My Child Has Special Needs

Coping with a diagnosis.

I sit here not knowing how to start. I figured if I just write the way I feel, I could share some great information for parents who might benefit from my family’s story. It’s a story of real hope and an amazing little girl who has taught everyone around her that she is a bumblebee. The reason I call her a bumblebee is because according to physics, bumblebees are not supposed to fly. But they do. So does Hannah.

When you are blessed with a child, you think about all of the fun you will have nurturing your baby and teaching your child everything you know. Then sometimes you get a wake-up call that stops you in your tracks— a flu, a missing milestone or, in our case, a diagnosis of something you never knew existed.

We noticed around 5 months of age that our daughter was beginning to clench her right hand. When we met with a specialist, our thoughts were confirmed. There was a problem. (Now before I go further, I want you to know that Hannah is a happy, healthy, communicative child. She runs around the park, makes friends and causes mischief, like most girls her age. So if I share a moment that may shock you, please remember that my daughter is a bumblebee.) The specialist recommended an MRI, which revealed Hannah had suffered a stroke. At that moment, fear overcame us. But we decided very quickly to help Hannah recover and even excel in her everyday life.

We chose to be extremely aggressive with Hannah’s daily activities. I committed to overseeing this around the clock. I left my job as a head hunter who had spent the last ten years working with professionals at the chief executive level. And I became immersed in the New York City subculture of stay-at-home moms. I made sure we had a strong support system for helping Hannah to thrive. A big part of that was finding supports for us, Hannah’s family.

Does this sound familiar? Perhaps you have a child with special needs. I want to share what worked for us. I hope it will support you and your family.

Consider religion.

You gravitate toward religion when something happens to your child. Even if you are an atheist or agnostic, I strongly recommend you have faith. Believe that with your determination and focus, you will provide the best support for you and your family.

Be patient.

People will share what they feel is helpful. They will want to try and fix your child’s challenge for you. They will also begin to tell you absurd tips. Take these with a grain of salt, pondering the advice if you think it might prove useful.

Voice your concerns.

You are you child’s best advocate. Just because someone from the medical profession has diagnosed your child with an illness or a challenge, go get a second opinion! I am serious. You need to make sure you understand what the specialist or doctor is saying and reconfirm everything. Do not hand over your child’s well-being to anyone. That little person is your responsibility, and you need to trust anyone wholeheartedly.

When you begin to work with a program such as Early Intervention, which I think is amazing, do not shy away and pass the baton to your sitter or therapist. Get involved. I realize sometimes parents feel they should be making a better life financially for their child. However, trust me, being part of the developmental process will far exceed any new materialistic things you can provide. When children on the autistic spectrum or diagnosed with a mobility problem come to my yoga class, they thrive with their parents. When a sitter or a therapist accompanies the child, the child tends to resist the activity. Mommy and daddy motivate kids in a different way. This is a good thing.

Engage.

Discover what engages your child the most. Music, art, gym, reading— many of these things foster your child’s learning and development.

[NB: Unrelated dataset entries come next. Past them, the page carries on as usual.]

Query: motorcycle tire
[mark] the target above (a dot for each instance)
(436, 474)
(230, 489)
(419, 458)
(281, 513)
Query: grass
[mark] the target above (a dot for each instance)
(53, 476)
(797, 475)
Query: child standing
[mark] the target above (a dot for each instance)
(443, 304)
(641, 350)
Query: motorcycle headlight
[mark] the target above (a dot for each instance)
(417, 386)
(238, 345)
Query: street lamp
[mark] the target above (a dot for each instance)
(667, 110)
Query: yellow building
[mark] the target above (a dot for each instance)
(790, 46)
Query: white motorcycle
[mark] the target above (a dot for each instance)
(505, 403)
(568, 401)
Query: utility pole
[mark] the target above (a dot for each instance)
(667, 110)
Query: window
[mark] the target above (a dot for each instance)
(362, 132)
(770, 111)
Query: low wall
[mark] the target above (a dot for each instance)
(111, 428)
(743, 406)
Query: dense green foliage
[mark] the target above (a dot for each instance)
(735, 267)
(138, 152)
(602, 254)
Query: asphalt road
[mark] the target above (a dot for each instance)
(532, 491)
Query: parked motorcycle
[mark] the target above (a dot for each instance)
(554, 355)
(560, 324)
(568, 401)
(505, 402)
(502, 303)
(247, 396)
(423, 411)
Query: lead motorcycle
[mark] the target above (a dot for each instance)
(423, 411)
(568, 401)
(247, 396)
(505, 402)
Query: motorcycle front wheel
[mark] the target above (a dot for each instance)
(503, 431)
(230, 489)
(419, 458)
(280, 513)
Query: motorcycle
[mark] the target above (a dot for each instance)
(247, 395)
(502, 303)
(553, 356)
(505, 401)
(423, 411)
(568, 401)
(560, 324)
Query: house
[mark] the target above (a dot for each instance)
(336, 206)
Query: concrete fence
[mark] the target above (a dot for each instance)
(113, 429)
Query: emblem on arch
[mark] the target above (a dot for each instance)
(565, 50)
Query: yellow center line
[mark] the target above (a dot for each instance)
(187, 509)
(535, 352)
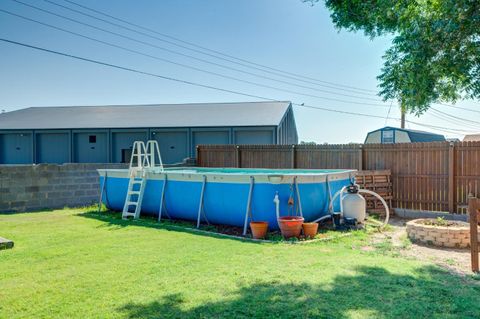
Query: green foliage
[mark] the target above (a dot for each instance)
(71, 264)
(435, 52)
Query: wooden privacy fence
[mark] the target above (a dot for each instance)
(426, 176)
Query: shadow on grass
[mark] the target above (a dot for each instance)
(372, 292)
(114, 220)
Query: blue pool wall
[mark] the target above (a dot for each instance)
(224, 203)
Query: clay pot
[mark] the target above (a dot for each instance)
(290, 226)
(310, 229)
(259, 229)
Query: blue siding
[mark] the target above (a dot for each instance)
(90, 147)
(16, 148)
(174, 145)
(53, 147)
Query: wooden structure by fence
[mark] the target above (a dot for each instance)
(379, 182)
(425, 176)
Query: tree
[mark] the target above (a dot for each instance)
(435, 51)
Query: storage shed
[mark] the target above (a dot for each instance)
(105, 134)
(392, 135)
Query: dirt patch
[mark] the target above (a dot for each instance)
(453, 259)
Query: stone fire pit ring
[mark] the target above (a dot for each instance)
(455, 235)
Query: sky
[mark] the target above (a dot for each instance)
(338, 69)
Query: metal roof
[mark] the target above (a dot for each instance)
(415, 135)
(143, 116)
(471, 138)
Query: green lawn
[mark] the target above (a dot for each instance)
(68, 264)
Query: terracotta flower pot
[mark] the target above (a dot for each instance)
(259, 229)
(290, 226)
(310, 229)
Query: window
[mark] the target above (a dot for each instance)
(387, 137)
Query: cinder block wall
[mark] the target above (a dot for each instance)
(45, 186)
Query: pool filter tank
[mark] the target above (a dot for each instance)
(354, 205)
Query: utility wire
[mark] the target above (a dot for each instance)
(185, 65)
(343, 87)
(187, 55)
(388, 114)
(202, 60)
(202, 85)
(456, 118)
(211, 50)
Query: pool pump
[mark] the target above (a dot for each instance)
(353, 207)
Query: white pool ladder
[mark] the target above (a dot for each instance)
(143, 158)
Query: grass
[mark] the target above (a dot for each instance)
(70, 264)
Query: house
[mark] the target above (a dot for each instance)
(392, 135)
(105, 134)
(471, 138)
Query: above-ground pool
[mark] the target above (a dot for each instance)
(227, 191)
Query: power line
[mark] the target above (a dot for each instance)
(201, 85)
(187, 55)
(344, 87)
(207, 49)
(457, 119)
(185, 65)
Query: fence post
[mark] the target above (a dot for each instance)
(293, 156)
(197, 156)
(237, 156)
(451, 178)
(360, 158)
(473, 209)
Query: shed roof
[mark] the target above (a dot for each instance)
(471, 138)
(415, 135)
(153, 115)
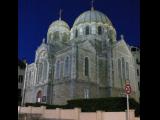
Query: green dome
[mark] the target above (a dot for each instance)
(92, 16)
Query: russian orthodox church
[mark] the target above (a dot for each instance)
(85, 61)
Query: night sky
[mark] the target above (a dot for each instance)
(35, 16)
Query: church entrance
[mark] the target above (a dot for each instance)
(39, 96)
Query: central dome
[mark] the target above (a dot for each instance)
(59, 23)
(92, 16)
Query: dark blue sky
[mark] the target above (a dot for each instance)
(35, 16)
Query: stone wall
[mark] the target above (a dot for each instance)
(41, 113)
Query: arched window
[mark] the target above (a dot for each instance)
(65, 37)
(45, 66)
(40, 68)
(123, 69)
(99, 30)
(76, 33)
(86, 66)
(58, 70)
(56, 35)
(127, 71)
(66, 68)
(39, 96)
(87, 30)
(120, 71)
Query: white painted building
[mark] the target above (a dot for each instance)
(86, 61)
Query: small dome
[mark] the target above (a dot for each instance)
(92, 16)
(59, 23)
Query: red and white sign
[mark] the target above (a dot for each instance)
(128, 88)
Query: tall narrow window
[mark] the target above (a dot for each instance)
(87, 30)
(127, 71)
(40, 68)
(99, 30)
(86, 93)
(123, 69)
(76, 33)
(45, 66)
(66, 68)
(137, 72)
(86, 66)
(58, 70)
(120, 71)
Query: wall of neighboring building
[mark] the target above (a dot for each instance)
(72, 114)
(21, 75)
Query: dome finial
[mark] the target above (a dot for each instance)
(60, 14)
(92, 4)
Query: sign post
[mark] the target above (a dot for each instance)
(128, 91)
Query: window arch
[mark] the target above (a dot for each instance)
(76, 33)
(56, 35)
(86, 66)
(67, 66)
(58, 70)
(123, 69)
(40, 68)
(39, 96)
(45, 66)
(87, 30)
(127, 71)
(120, 71)
(99, 30)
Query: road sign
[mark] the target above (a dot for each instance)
(128, 88)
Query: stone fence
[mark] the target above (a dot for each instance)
(41, 113)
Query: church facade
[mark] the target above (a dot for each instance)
(86, 61)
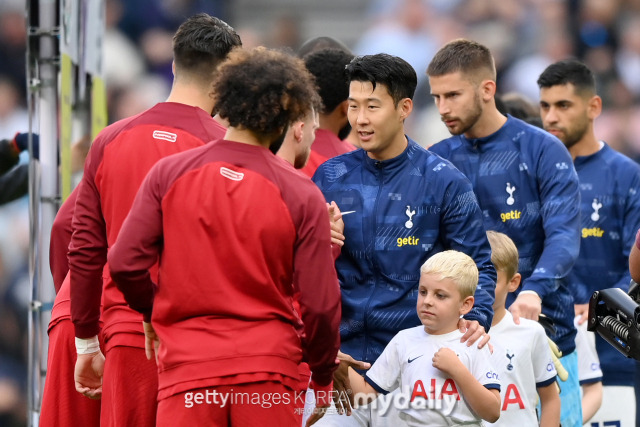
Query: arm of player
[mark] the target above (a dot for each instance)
(138, 246)
(560, 210)
(464, 231)
(337, 228)
(315, 278)
(634, 259)
(88, 249)
(483, 401)
(549, 405)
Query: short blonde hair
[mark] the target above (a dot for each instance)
(454, 265)
(504, 253)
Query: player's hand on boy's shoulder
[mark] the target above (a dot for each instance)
(527, 305)
(343, 394)
(446, 360)
(473, 332)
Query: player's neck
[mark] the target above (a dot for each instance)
(490, 121)
(192, 95)
(243, 136)
(587, 146)
(331, 122)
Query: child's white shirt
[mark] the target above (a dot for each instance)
(522, 358)
(427, 395)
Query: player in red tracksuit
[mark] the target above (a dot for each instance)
(62, 405)
(117, 162)
(238, 233)
(327, 66)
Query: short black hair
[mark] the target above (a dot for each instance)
(465, 56)
(319, 43)
(328, 67)
(201, 43)
(392, 71)
(569, 71)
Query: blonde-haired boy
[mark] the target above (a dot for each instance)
(521, 352)
(442, 381)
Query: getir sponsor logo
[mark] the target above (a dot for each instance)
(592, 232)
(407, 241)
(506, 216)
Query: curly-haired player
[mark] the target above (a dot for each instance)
(237, 232)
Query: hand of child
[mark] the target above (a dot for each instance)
(446, 360)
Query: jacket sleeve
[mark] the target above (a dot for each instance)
(138, 246)
(88, 249)
(630, 223)
(61, 232)
(560, 210)
(316, 280)
(463, 230)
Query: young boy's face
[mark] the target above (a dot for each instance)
(440, 304)
(504, 285)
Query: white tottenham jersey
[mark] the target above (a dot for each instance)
(588, 362)
(427, 395)
(522, 358)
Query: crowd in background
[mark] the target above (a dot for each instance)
(524, 35)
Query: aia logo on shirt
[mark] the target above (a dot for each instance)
(165, 136)
(231, 174)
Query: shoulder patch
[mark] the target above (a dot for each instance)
(231, 174)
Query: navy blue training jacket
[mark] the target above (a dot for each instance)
(610, 190)
(405, 210)
(527, 188)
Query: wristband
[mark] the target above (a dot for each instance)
(531, 292)
(87, 345)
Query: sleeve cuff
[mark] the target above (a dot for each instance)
(322, 393)
(87, 345)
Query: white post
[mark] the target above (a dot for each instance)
(43, 190)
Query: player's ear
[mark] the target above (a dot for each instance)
(298, 128)
(405, 106)
(514, 282)
(594, 107)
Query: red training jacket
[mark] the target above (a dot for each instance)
(237, 232)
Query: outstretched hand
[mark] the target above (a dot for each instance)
(337, 224)
(343, 394)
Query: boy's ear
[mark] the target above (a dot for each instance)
(514, 282)
(467, 305)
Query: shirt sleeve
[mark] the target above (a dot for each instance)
(88, 249)
(138, 246)
(543, 368)
(560, 210)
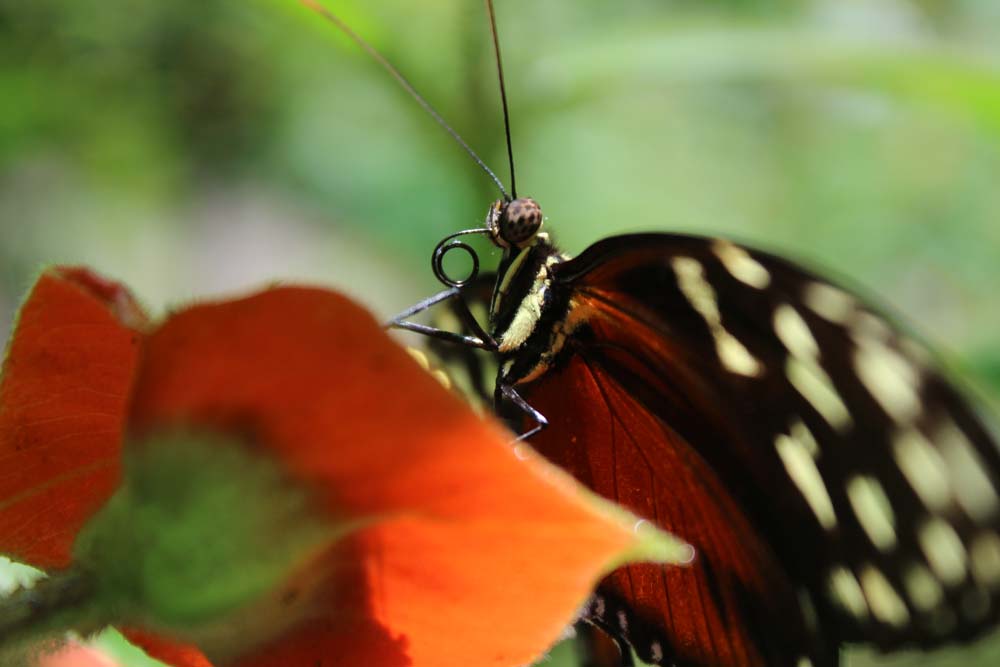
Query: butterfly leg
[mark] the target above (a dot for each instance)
(479, 338)
(509, 393)
(597, 648)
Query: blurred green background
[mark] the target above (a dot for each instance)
(200, 147)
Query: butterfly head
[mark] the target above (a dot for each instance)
(514, 224)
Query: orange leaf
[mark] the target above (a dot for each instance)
(472, 556)
(63, 393)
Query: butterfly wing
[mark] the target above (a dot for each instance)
(733, 605)
(850, 457)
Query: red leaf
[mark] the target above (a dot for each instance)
(63, 393)
(471, 556)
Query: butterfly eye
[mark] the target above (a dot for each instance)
(514, 224)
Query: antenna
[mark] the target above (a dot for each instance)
(503, 94)
(408, 87)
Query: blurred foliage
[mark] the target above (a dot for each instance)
(192, 147)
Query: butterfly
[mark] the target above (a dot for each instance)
(835, 486)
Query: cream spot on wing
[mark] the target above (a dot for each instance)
(442, 377)
(890, 379)
(885, 603)
(692, 283)
(944, 550)
(846, 592)
(420, 358)
(741, 265)
(794, 333)
(815, 386)
(984, 559)
(873, 510)
(527, 315)
(923, 468)
(599, 607)
(829, 302)
(967, 471)
(733, 355)
(922, 588)
(802, 470)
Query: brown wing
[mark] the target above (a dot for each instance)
(859, 466)
(733, 605)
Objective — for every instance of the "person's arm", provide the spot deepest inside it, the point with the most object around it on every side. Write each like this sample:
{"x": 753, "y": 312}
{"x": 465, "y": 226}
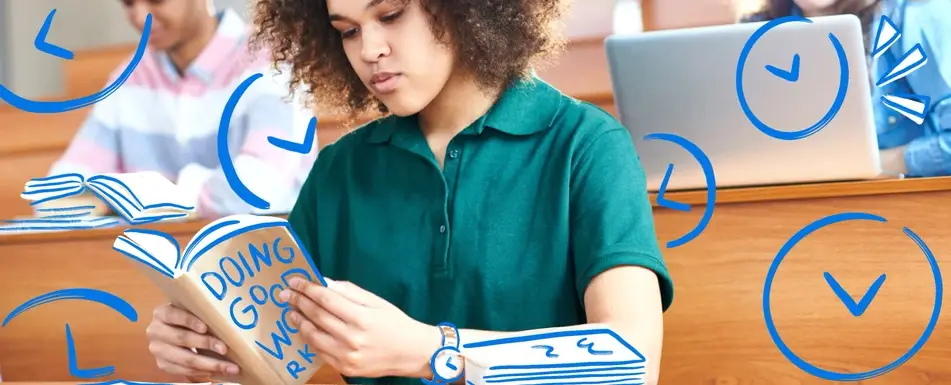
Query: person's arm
{"x": 95, "y": 147}
{"x": 268, "y": 171}
{"x": 620, "y": 273}
{"x": 929, "y": 23}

As long as your child is engaged, he or she feels motivated to interact with whatever activity is enhancing his or her development. It is like when I played the cello as a child. I loved the cello. I yearned to play the instrument, though it took incredible practice. I didn’t wake up one day playing the cello. I practiced, stayed motivated and enjoyed the process of learning.

Reflect.

You must always look at your child like the first day you found out that you were becoming a parent. Have that same joy inside of you, and your child flourishes. Who cares if it takes your child longer than other children to accomplish something? Your child is striving to tackle new feats, and needs you to be the biggest cheerleader.

Realize that everyone has something.

I can’t eat peanuts. My brother is diabetic. What I am trying to share is that everyone has some cause for concern. If your child is diagnosed with a challenge, and you reconfirm it through a second opinion, then focus on how you can best support yourself and your family. You will learn more about yourself once you take ownership of the process of dealing with the diagnosis. You will even want to share how your successes can help others. People need to hear, see and read about hope. We all need it.

Find alternatives.

Come up with ways to add complementary activities to your child’s day. Some children will be booked solid with therapy. Others will have a temporary intervention of therapy. Either way, begin to try alternatives such as yoga, swimming, taekwondo, learning an instrument or even a new language. It is up to your child to decide what to continue pursuing. However, you should show your child what options exist.

From a parent of a child with mild cerebral palsy, I believe you will be fine. Your child will be fine. It is up to us as parents to uncover what fine is.